Sigismund von Dobschütz

Wegen Beihilfe zum unerlaubten Handel mit Dopingmitteln und verschreibungspflichtigen Arzneimitteln wurde ein fast 60-jähriges Ehepaar aus dem Rheinland zu Bewährungsstrafen von jeweils knapp einem Jahr verurteilt. Damit blieb das Bad Kissinger Schöffengericht deutlich unter der Forderung der Staatsanwaltschaft, verwarf aber den Antrag der Verteidigerin auf Freispruch der Ehefrau.

Die Mittäterschaft des vor 30 Jahren aus Polen zugezogenen Ehepaares war während der Ermittlungen gegen den ebenfalls aus Polen stammenden Haupttäter aufgeflogen, der wegen Handels mit Dopingmitteln in großem Stil bereits verurteilt wurde. Dieser hatte im konkreten Fall verschiedene Dopingmittel, die in ihrer Gesamtmenge das erlaubte Maß um das 1700-fache überstiegen, an ein Fitnessstudio im Landkreis Bad Kissingen geliefert. Den Handel hatte er bei einem dortigen Besuch im Dezember 2019 während eines Hafturlaubs eingeleitet und als Kontaktadresse für Bestellungen die Anschrift der jetzt angeklagten Ehefrau angegeben. Diese hatte im Januar 2020 einen Brief an ihren Mann weitergeleitet, der seinerseits die Bestellung an den Inhaftierten weitergab.

Bei Auswertung von Handys und Laptops des nun der Mittäterschaft beschuldigten Paares wurden Chat-Verläufe entdeckt, die nach Auffassung der Staatsanwaltschaft eine mindestens schon seit 2016 andauernde Beziehung zwischen dem Ehepaar und dem Inhaftierten offenbarten und gleichgeartete Vorgänge vermuten ließen.

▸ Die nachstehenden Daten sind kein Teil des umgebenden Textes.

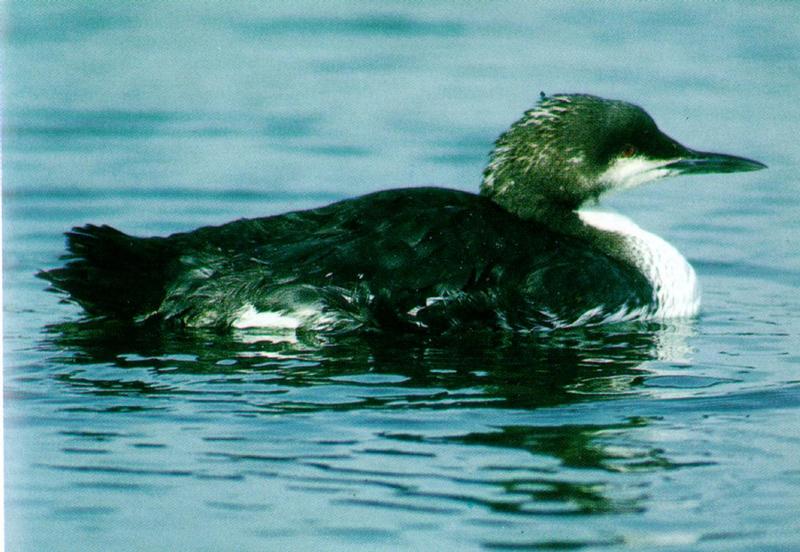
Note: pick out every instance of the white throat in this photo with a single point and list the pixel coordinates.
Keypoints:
(673, 279)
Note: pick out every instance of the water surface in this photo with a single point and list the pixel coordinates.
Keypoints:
(156, 118)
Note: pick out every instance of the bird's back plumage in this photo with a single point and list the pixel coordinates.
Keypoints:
(414, 259)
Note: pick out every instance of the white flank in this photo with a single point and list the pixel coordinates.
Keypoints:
(670, 274)
(251, 318)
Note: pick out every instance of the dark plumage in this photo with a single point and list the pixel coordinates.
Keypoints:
(416, 259)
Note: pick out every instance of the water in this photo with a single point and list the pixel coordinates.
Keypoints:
(154, 118)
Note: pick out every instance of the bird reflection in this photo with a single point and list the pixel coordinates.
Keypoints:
(476, 373)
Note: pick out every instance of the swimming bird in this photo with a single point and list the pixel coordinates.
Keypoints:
(521, 255)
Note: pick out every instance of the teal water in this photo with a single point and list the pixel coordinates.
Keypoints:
(157, 117)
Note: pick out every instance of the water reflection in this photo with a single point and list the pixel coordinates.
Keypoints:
(419, 405)
(476, 370)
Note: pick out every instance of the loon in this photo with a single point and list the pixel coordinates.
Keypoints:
(520, 256)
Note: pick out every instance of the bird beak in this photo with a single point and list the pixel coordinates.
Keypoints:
(702, 162)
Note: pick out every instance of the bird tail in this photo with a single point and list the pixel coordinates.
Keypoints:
(112, 274)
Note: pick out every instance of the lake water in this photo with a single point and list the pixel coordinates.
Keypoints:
(158, 117)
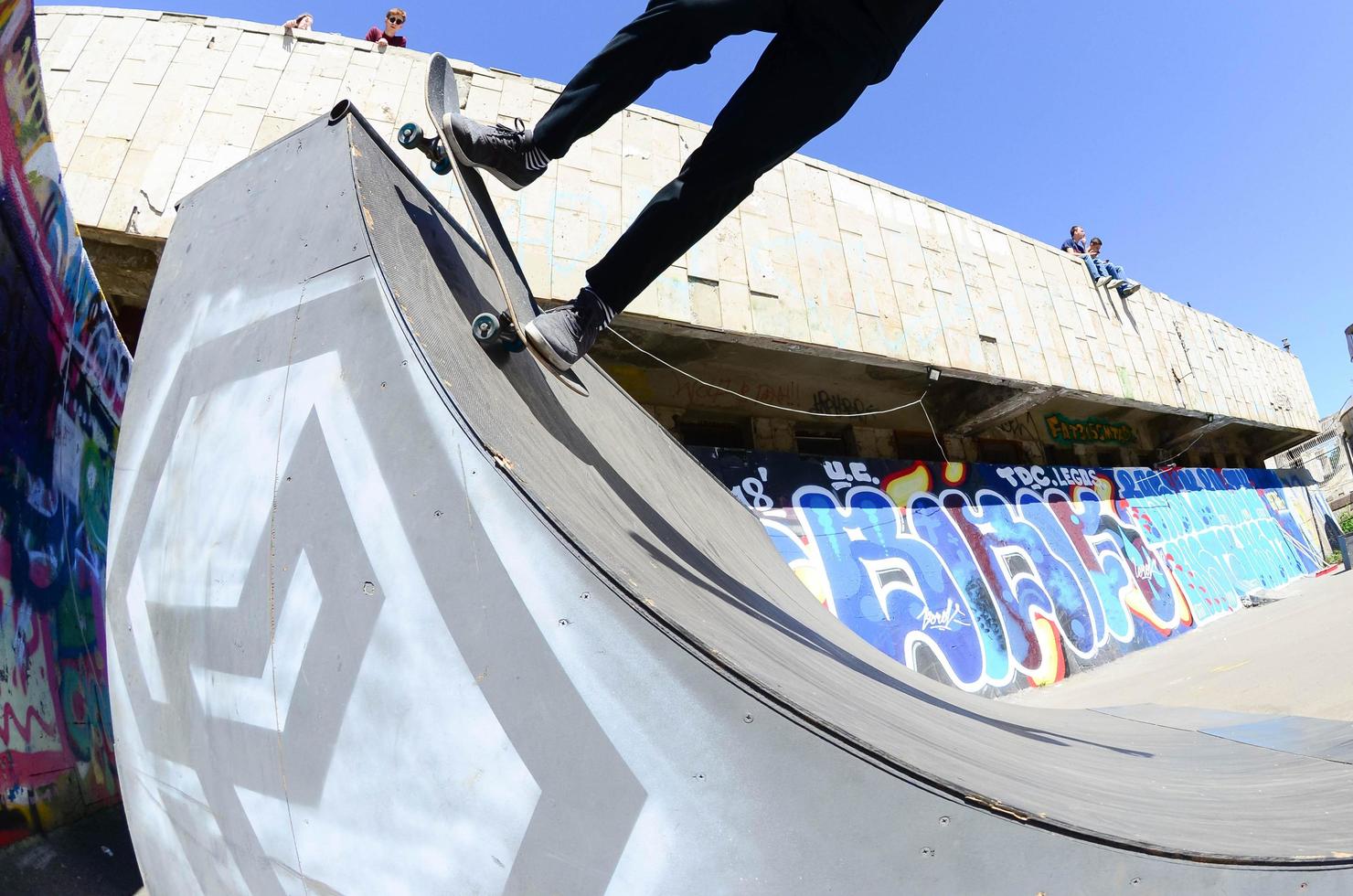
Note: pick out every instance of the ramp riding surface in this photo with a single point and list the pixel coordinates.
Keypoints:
(388, 608)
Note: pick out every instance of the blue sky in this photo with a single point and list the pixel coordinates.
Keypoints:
(1204, 141)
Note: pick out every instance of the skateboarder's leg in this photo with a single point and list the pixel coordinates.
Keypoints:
(668, 36)
(671, 34)
(800, 87)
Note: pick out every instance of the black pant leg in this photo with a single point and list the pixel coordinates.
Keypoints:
(668, 36)
(803, 84)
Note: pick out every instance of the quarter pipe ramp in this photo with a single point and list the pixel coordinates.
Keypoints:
(392, 613)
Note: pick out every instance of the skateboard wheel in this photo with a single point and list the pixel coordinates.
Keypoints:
(485, 326)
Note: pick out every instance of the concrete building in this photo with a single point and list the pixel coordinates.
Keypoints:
(1326, 458)
(826, 292)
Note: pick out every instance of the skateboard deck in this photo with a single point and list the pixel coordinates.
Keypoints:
(442, 96)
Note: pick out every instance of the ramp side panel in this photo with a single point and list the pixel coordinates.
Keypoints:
(346, 651)
(620, 489)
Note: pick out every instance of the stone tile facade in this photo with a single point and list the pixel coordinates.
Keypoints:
(146, 106)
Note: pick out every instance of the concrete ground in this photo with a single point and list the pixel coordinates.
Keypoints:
(92, 857)
(1288, 656)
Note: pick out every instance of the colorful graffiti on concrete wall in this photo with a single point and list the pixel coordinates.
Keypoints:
(994, 578)
(62, 379)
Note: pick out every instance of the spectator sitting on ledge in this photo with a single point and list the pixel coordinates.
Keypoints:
(1110, 272)
(1077, 247)
(389, 36)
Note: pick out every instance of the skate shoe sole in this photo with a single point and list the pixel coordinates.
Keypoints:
(465, 160)
(543, 348)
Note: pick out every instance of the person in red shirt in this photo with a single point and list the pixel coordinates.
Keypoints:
(389, 36)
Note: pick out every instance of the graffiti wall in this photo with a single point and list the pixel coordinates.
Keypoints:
(62, 378)
(995, 578)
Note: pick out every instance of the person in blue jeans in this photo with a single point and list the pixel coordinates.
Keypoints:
(1077, 247)
(1104, 270)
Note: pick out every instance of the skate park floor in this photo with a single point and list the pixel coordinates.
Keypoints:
(1285, 656)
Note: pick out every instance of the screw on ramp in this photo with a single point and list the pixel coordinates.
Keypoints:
(386, 606)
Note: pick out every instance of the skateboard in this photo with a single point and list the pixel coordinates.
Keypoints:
(491, 330)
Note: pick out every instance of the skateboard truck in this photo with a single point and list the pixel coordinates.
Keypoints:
(496, 329)
(413, 137)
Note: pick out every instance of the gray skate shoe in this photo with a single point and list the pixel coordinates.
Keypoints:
(567, 333)
(507, 154)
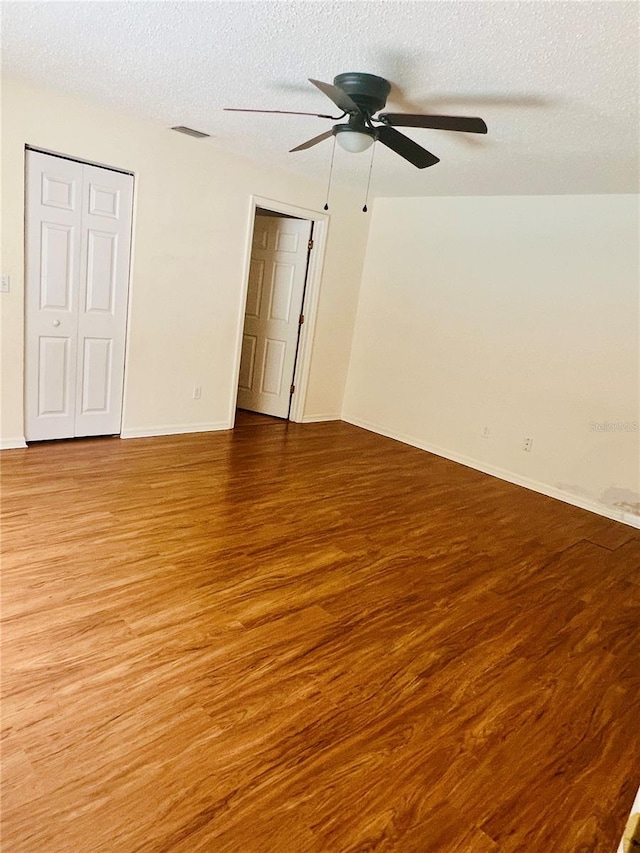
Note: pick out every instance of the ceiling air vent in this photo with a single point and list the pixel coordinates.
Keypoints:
(189, 131)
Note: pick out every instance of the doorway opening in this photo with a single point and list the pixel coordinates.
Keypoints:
(282, 279)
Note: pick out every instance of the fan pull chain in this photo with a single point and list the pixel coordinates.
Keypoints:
(366, 199)
(333, 154)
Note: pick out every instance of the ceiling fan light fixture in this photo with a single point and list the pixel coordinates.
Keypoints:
(354, 141)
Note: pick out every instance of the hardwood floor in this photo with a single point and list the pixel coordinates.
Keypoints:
(308, 638)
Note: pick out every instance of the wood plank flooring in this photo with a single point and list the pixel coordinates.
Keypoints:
(309, 638)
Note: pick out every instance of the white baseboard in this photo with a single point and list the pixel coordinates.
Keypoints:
(173, 429)
(13, 443)
(314, 419)
(501, 474)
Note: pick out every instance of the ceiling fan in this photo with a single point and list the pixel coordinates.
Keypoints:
(360, 96)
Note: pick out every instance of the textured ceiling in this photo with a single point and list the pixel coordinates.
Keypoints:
(557, 83)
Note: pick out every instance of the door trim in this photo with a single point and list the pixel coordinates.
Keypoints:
(22, 441)
(311, 298)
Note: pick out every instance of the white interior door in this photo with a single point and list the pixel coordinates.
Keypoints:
(78, 247)
(274, 302)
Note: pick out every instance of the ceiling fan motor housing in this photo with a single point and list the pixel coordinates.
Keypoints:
(369, 92)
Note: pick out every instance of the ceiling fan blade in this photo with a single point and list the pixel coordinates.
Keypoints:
(281, 112)
(407, 148)
(313, 141)
(339, 98)
(462, 123)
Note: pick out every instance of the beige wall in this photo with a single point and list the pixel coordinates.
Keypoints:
(191, 227)
(515, 314)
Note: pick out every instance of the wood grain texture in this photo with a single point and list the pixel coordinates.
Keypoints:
(309, 638)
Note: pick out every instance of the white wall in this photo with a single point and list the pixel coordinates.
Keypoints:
(191, 228)
(515, 314)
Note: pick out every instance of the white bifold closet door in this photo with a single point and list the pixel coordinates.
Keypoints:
(78, 243)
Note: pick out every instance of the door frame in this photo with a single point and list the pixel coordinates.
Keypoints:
(310, 303)
(127, 332)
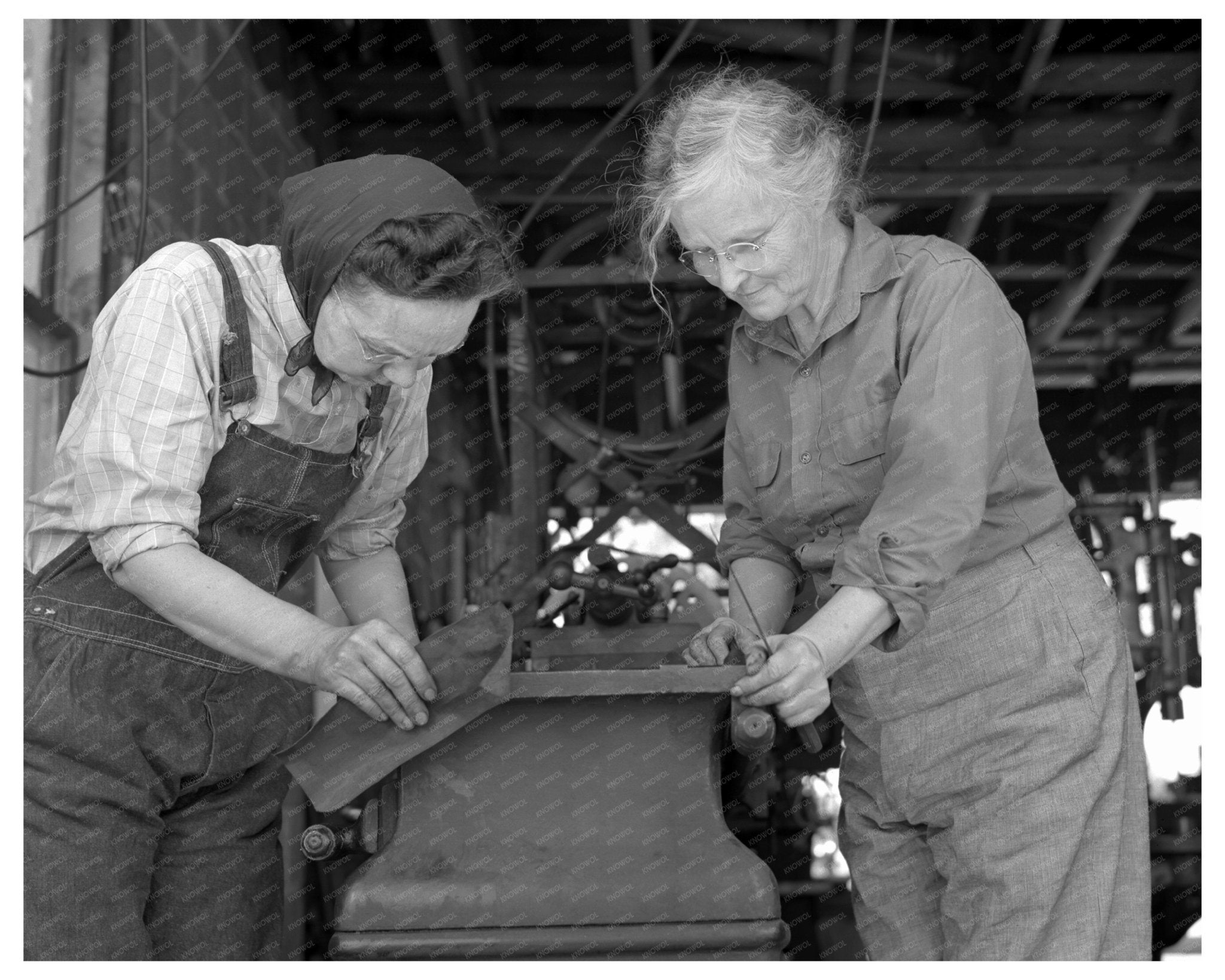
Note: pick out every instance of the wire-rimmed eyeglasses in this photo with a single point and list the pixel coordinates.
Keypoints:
(744, 255)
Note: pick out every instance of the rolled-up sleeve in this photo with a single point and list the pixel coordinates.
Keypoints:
(962, 361)
(371, 517)
(744, 533)
(146, 447)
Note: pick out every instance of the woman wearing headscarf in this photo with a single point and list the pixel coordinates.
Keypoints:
(883, 441)
(244, 408)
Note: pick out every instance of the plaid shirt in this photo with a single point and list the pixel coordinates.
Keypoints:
(904, 446)
(146, 422)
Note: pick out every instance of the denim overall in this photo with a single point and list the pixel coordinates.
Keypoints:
(152, 795)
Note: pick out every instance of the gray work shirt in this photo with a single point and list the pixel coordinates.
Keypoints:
(904, 446)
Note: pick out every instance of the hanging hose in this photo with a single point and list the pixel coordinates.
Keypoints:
(495, 425)
(187, 103)
(876, 102)
(626, 108)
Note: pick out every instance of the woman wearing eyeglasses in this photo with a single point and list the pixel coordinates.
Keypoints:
(883, 441)
(244, 407)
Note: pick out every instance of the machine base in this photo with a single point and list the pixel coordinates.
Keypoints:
(752, 940)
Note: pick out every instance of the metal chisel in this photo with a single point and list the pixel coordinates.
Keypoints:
(807, 731)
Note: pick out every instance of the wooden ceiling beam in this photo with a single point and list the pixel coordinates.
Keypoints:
(1050, 322)
(1110, 74)
(1187, 314)
(1038, 60)
(839, 68)
(640, 47)
(963, 223)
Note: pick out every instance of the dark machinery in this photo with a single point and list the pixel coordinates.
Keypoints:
(577, 816)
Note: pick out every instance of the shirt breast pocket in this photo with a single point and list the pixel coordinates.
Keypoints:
(761, 459)
(861, 436)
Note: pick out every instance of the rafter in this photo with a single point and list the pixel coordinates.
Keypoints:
(1052, 321)
(839, 69)
(640, 44)
(472, 109)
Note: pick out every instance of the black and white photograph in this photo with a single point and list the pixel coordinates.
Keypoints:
(550, 490)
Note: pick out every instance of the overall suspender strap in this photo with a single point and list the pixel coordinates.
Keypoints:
(238, 374)
(370, 425)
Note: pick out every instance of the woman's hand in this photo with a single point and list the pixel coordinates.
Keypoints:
(375, 668)
(711, 645)
(794, 679)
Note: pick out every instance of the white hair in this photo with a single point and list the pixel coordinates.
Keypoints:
(735, 125)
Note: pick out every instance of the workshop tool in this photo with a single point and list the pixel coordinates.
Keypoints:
(807, 731)
(347, 751)
(578, 819)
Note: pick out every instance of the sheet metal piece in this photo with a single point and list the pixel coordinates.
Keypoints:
(348, 751)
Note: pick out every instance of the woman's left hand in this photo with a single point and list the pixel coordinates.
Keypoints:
(793, 677)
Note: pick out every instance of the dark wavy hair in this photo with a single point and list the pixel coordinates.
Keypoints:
(435, 257)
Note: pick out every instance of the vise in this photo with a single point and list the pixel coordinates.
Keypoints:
(572, 814)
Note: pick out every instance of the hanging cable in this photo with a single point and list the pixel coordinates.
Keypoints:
(626, 108)
(876, 102)
(495, 425)
(142, 215)
(48, 322)
(187, 103)
(64, 373)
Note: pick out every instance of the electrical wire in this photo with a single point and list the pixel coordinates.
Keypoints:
(65, 373)
(626, 108)
(876, 102)
(184, 106)
(142, 215)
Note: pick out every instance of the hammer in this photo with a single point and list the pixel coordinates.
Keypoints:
(807, 731)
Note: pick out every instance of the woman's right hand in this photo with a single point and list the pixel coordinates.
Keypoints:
(376, 669)
(712, 645)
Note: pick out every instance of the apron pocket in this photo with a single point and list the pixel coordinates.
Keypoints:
(254, 521)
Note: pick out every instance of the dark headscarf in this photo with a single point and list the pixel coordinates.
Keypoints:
(327, 211)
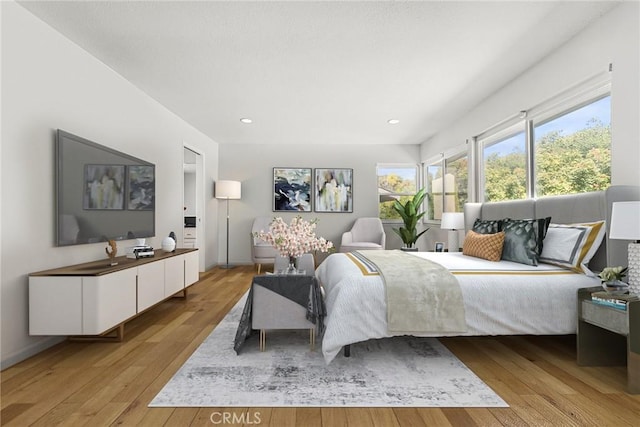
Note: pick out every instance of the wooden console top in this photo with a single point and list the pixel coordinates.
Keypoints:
(98, 268)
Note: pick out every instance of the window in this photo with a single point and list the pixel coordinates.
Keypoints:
(505, 168)
(562, 146)
(395, 182)
(573, 150)
(446, 181)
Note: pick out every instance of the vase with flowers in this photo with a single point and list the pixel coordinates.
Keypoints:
(294, 239)
(611, 278)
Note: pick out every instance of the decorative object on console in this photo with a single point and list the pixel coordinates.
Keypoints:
(611, 278)
(625, 225)
(112, 250)
(453, 221)
(168, 244)
(410, 214)
(228, 190)
(334, 190)
(293, 240)
(292, 189)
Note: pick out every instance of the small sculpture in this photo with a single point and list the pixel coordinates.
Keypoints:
(112, 253)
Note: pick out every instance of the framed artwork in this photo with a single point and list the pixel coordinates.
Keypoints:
(103, 187)
(141, 188)
(334, 190)
(292, 189)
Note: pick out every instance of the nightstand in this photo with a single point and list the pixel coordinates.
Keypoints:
(609, 336)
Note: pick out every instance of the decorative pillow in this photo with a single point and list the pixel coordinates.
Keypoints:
(572, 245)
(486, 246)
(489, 226)
(523, 239)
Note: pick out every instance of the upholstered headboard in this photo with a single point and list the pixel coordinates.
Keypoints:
(566, 209)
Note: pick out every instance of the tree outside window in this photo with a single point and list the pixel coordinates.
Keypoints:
(395, 182)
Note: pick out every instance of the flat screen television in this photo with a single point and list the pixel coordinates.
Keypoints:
(101, 194)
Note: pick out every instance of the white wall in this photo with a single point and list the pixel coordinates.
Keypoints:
(48, 83)
(615, 39)
(253, 166)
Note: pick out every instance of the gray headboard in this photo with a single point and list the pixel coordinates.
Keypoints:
(566, 209)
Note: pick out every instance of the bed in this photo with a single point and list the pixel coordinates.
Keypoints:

Dieses Hintergrundwissen hatte die für Doping-Vergehen in Bayern zentral zuständige Staatsanwaltschaft in München in die jetzige Anklage einbezogen und das seit 2016 getrennt lebende, aber immer noch in Kontakt stehende Ehepaar der Beihilfe "ab einem nicht näher bezeichneten Zeitpunkt, spätestens ab dem Jahr 2018 des bewussten und gewollten Zusammenwirkens" mit dem Haupttäter angeklagt.

Verständigung scheiterte

Der vor Beginn der Beweisaufnahme von der Staatsanwältin angestrebte Versuch einer Verständigung scheiterte. Bei Berücksichtigung der sozialen Lage des Ehemannes, der nach schweren Erkrankungen und Schlaganfällen seit 15 Jahren als Frührentner von Sozialhilfe lebt, hielt sie trotz einer gesetzlichen Höchststrafe von zwei Jahren und drei Monaten nur zehn bis zwölf Monate als vertretbar. Der Verteidiger des Mannes sah dagegen nur eine Strafe zwischen sechs und zwölf Monaten als angemessen an. Nach 20-minütiger Beratung der Verteidigung verzichteten beide Verteidiger auf die Verständigung.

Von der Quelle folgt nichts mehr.